É necessário reflexão prévia e regular
A gritaria coletiva, iludindo sobre as grandes questões da vida, joga areia no espírito humano e desvia-o do essencial. O sujeito que passa os dias distraindo-se e julgando importantes problemas de segunda categoria, quando atingido violentamente por uma grande questão, perde o controle: simplesmente não se preparou. Para saber lidar com os grandes eventos, não se deixando agir estúpida e impulsivamente quando surpreendido, é necessário reflexão prévia e regular. E a reflexão, por sua vez, exige o distanciamento da gritaria coletiva. Ultrapassando a fronteira do julgamento, a análise individual do rebanho acaba inspirando uma gigantesca compaixão…
Gritando diante de uma tela
Tento concentrar-me numa leitura difícil e o vizinho, gritando diante de uma tela, esmurrando as paredes, pisando forte de um lado para o outro, não quer deixar. O texto é cristão, mística cristã. E ao invés de lê-lo, absorvê-lo, reflito se devo ou não perdoar o animal que berra sem parar. Irado, ele quebrará alguma coisa, tenho certeza.
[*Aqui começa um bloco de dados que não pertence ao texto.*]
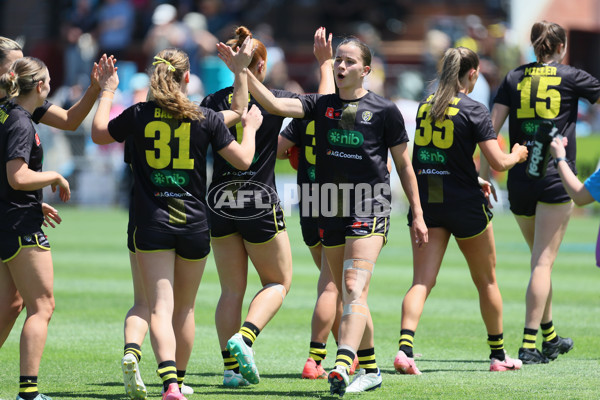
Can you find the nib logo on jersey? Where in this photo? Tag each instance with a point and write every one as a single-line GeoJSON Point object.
{"type": "Point", "coordinates": [332, 113]}
{"type": "Point", "coordinates": [165, 178]}
{"type": "Point", "coordinates": [431, 156]}
{"type": "Point", "coordinates": [345, 138]}
{"type": "Point", "coordinates": [168, 178]}
{"type": "Point", "coordinates": [254, 197]}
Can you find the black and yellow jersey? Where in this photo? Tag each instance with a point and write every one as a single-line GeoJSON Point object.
{"type": "Point", "coordinates": [169, 165]}
{"type": "Point", "coordinates": [443, 151]}
{"type": "Point", "coordinates": [537, 92]}
{"type": "Point", "coordinates": [352, 142]}
{"type": "Point", "coordinates": [302, 133]}
{"type": "Point", "coordinates": [21, 210]}
{"type": "Point", "coordinates": [39, 112]}
{"type": "Point", "coordinates": [262, 169]}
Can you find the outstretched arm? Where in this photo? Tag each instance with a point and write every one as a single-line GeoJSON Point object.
{"type": "Point", "coordinates": [240, 155]}
{"type": "Point", "coordinates": [577, 190]}
{"type": "Point", "coordinates": [324, 55]}
{"type": "Point", "coordinates": [284, 107]}
{"type": "Point", "coordinates": [70, 119]}
{"type": "Point", "coordinates": [498, 159]}
{"type": "Point", "coordinates": [499, 115]}
{"type": "Point", "coordinates": [100, 134]}
{"type": "Point", "coordinates": [20, 177]}
{"type": "Point", "coordinates": [240, 61]}
{"type": "Point", "coordinates": [411, 190]}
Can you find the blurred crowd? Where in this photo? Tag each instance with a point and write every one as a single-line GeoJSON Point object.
{"type": "Point", "coordinates": [134, 30]}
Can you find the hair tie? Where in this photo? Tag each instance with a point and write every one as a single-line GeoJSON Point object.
{"type": "Point", "coordinates": [159, 60]}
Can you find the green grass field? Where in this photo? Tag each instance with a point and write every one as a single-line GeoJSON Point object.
{"type": "Point", "coordinates": [93, 292]}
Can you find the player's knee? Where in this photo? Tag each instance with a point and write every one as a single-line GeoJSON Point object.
{"type": "Point", "coordinates": [355, 280]}
{"type": "Point", "coordinates": [279, 288]}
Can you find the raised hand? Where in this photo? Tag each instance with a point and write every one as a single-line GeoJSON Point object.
{"type": "Point", "coordinates": [252, 118]}
{"type": "Point", "coordinates": [520, 151]}
{"type": "Point", "coordinates": [322, 47]}
{"type": "Point", "coordinates": [64, 192]}
{"type": "Point", "coordinates": [107, 73]}
{"type": "Point", "coordinates": [242, 58]}
{"type": "Point", "coordinates": [50, 215]}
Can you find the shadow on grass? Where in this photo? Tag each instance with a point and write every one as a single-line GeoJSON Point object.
{"type": "Point", "coordinates": [220, 375]}
{"type": "Point", "coordinates": [86, 395]}
{"type": "Point", "coordinates": [423, 367]}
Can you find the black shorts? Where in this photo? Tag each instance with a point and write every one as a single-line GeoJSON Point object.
{"type": "Point", "coordinates": [189, 246]}
{"type": "Point", "coordinates": [523, 195]}
{"type": "Point", "coordinates": [130, 231]}
{"type": "Point", "coordinates": [334, 231]}
{"type": "Point", "coordinates": [464, 220]}
{"type": "Point", "coordinates": [252, 228]}
{"type": "Point", "coordinates": [310, 230]}
{"type": "Point", "coordinates": [11, 244]}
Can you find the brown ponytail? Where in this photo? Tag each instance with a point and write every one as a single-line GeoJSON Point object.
{"type": "Point", "coordinates": [545, 38]}
{"type": "Point", "coordinates": [455, 64]}
{"type": "Point", "coordinates": [165, 84]}
{"type": "Point", "coordinates": [23, 76]}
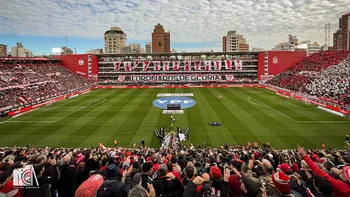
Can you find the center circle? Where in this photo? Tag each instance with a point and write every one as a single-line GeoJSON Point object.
{"type": "Point", "coordinates": [184, 102]}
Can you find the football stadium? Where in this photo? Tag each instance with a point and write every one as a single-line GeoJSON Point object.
{"type": "Point", "coordinates": [126, 122]}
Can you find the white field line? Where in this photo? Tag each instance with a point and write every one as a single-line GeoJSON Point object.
{"type": "Point", "coordinates": [292, 103]}
{"type": "Point", "coordinates": [301, 122]}
{"type": "Point", "coordinates": [248, 99]}
{"type": "Point", "coordinates": [53, 121]}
Pronunciou, em cinco minutos, todos os palavrões que conheço. Parece o lateral-direito do time ter feito qualquer bobagem. Gol do adversário. Socos, berros, novos palavrões. E o meu abafador de ruído somente abafa a porcaria do ruído. Devo perdoá-lo? Tento pensar e um insulto invade-me a mente. O animal arrisca uma parada cardíaca por nada, e o espetáculo perde a graça porque coloca meu quarto a tremer. Perco completamente o fio da narrativa e a paciência. Atiro o livro a qualquer canto e deixo que o juízo me convença: o “próximo” inviabiliza qualquer argumento cristão.